Unsupervised learning is used against data without historical labels, which means that the system does not receive the correct answer and the algorithm must understand what is displayed. The goal is to explore the data and find a hidden structure or pattern within. This method works well on transactional data.
For example, it can identify customer segments with similar attributes which can then be treated similarly in marketing campaigns. Or it can find the key attributes that separate customer segments from each other.
Popular techniques include self-organizing maps, nearest neighbor mapping, k-means clustering, and singular value decomposition. These algorithms are also used to segment text topics, recommend items, and identify outliers. In addition to this, they are used to reduce the number of features in a model through the process of dimensionality reduction, principal component analysis (PCA), and singular value decomposition (SVD). Other algorithms applied in unsupervised learning include neural networks, probabilistic clustering methods, etc.
This approach to ML offers a happy medium between supervised and unsupervised methods. During training, it uses a smaller labeled dataset to guide classification and feature extraction from a larger, unlabeled dataset.
This type of learning can be used with methods such as classification, regression, and prediction, and can solve the problem of not having enough labeled data (or not being able to afford to label enough data) to train a supervised learning algorithm. It is also useful when the cost associated with labeling is too high to allow for a fully labeled training process. Examples of semi-supervised learning include facial and object recognition.
Reinforcement learning is often associated with robotics, autonomous vehicles, games and navigation. This method allows the algorithm to discover, through trial and error, which actions produce the largest rewards.

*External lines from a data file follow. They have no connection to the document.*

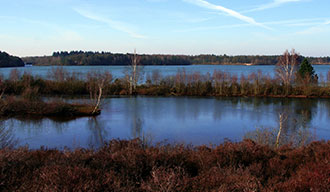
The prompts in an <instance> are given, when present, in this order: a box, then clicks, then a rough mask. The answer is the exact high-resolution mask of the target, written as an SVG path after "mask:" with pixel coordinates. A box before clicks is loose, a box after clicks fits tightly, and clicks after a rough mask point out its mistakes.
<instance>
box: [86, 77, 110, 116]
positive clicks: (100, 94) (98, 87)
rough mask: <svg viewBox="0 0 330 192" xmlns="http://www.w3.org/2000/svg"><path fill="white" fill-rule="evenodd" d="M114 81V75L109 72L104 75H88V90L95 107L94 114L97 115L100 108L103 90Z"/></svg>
mask: <svg viewBox="0 0 330 192" xmlns="http://www.w3.org/2000/svg"><path fill="white" fill-rule="evenodd" d="M111 81H112V75H111V74H110V73H109V72H105V73H103V74H101V73H99V72H89V73H88V74H87V89H88V91H89V96H90V100H91V101H92V103H93V105H94V110H93V112H92V114H95V113H96V112H97V110H98V109H99V107H100V104H101V99H102V94H103V90H104V88H105V86H106V83H108V82H111Z"/></svg>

Three main components are associated with this type of learning: the agent (the learner or the decision maker), the environment (everything with which the agent interacts) and the actions (what the agent can do). The goal is for the agent to choose actions that maximize the expected reward over a given time frame. The agent can achieve the goal quickly by following a good policy. Thus, the goal of reinforcement learning is to learn the best policy.
Dimensionality reduction is the process of reducing the number of features in a dataset. Often there are too many variables to deal with in ML tasks, such as regression or classification. These variables are also called characteristics: the greater the number of characteristics, the more difficult it is to model them. Additionally, some of these features may be redundant, adding unnecessary noise to the dataset.

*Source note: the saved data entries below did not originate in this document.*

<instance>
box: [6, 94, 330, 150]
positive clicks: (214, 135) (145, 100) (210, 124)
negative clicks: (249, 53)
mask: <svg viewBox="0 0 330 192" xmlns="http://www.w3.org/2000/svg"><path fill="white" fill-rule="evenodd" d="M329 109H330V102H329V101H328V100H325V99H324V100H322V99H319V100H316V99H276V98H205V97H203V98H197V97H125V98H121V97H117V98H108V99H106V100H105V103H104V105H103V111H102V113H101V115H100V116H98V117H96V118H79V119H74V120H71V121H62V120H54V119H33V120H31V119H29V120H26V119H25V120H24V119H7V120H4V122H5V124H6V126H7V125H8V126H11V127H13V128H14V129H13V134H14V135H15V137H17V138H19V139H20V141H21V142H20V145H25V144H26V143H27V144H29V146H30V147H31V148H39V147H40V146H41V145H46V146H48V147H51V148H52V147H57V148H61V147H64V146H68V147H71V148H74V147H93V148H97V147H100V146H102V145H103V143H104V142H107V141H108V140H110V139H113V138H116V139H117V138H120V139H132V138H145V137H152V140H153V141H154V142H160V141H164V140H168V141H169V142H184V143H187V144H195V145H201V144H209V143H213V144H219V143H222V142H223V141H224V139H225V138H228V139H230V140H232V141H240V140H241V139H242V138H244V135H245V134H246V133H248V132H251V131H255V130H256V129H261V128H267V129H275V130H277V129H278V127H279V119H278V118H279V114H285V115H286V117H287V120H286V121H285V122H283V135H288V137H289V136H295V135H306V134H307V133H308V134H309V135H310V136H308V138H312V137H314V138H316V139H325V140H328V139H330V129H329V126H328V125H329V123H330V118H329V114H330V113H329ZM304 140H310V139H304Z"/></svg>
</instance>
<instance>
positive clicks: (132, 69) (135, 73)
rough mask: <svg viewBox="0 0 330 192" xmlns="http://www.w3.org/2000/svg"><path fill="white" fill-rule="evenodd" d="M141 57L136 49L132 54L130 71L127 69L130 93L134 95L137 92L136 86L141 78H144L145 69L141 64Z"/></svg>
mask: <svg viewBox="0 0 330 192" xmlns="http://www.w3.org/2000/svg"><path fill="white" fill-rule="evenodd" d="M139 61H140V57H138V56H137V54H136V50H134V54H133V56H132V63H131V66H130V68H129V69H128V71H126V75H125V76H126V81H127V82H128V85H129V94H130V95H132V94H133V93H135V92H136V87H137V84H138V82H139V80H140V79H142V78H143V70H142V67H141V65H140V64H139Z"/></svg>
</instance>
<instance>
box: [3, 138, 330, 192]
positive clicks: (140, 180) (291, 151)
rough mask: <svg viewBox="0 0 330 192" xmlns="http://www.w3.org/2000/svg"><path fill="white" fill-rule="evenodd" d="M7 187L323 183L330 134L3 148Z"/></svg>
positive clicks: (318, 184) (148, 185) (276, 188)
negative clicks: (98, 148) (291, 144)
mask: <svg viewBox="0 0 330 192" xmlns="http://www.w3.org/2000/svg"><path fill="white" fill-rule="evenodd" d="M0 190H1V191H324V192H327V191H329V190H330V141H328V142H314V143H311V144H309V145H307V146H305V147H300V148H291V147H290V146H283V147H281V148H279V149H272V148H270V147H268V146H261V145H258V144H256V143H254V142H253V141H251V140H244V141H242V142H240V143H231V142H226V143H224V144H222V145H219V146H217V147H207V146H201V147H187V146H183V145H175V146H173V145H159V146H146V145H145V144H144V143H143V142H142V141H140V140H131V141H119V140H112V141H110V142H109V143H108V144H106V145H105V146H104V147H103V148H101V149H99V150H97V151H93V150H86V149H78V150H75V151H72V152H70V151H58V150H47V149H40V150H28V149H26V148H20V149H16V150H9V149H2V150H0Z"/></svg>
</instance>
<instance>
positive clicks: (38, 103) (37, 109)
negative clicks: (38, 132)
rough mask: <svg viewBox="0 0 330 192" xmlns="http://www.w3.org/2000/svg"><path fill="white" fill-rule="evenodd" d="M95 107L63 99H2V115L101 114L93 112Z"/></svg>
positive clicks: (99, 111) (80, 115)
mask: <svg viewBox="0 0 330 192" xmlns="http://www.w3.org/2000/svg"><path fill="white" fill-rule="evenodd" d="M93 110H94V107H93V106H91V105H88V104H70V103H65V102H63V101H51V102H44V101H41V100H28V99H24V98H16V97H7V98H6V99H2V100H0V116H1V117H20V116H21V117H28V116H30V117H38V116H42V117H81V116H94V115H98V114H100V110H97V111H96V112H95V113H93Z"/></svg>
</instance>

Dimensionality reduction reduces the number of random variables considered by collecting a set of principal variables, which can then be divided into feature selection and feature extraction.

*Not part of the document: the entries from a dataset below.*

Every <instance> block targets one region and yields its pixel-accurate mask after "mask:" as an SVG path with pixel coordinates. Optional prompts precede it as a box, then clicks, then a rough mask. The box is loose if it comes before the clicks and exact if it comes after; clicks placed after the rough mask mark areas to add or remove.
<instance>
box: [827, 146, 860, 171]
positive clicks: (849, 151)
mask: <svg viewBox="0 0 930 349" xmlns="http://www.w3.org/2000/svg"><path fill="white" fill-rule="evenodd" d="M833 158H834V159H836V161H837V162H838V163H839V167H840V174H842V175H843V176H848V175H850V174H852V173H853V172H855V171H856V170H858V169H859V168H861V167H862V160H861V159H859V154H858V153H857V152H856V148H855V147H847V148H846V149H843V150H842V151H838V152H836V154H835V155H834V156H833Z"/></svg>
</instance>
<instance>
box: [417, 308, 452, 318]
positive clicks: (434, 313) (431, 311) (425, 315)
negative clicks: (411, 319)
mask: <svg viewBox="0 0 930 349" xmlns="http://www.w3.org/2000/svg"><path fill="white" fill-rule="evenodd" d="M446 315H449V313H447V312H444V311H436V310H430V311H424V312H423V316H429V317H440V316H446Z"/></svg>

Many real-world applications take advantage of machine learning, including artificial neural networks (ANNs), which are modeled after their biological counterparts. These consist of thousands or millions of processing nodes that are densely interconnected to handle many tasks, including speech recognition/translation, gaming, social networking, medical diagnostics, etc.
With Facebook, for example, ML customizes how a member’s feed is delivered. If the member regularly stops to read messages from certain groups, they will prioritize those activities earlier in the stream.
Additionally, ML is used in speech applications, including text-to-speech, which uses natural language processing (NLP) to convert human speech into text. It can also be found with digital assistants such as Siri and Alexa, which use voice recognition for app interaction. Automated customer service, recommendation engines, computer vision, climate science, and even agriculture are among the many other applications.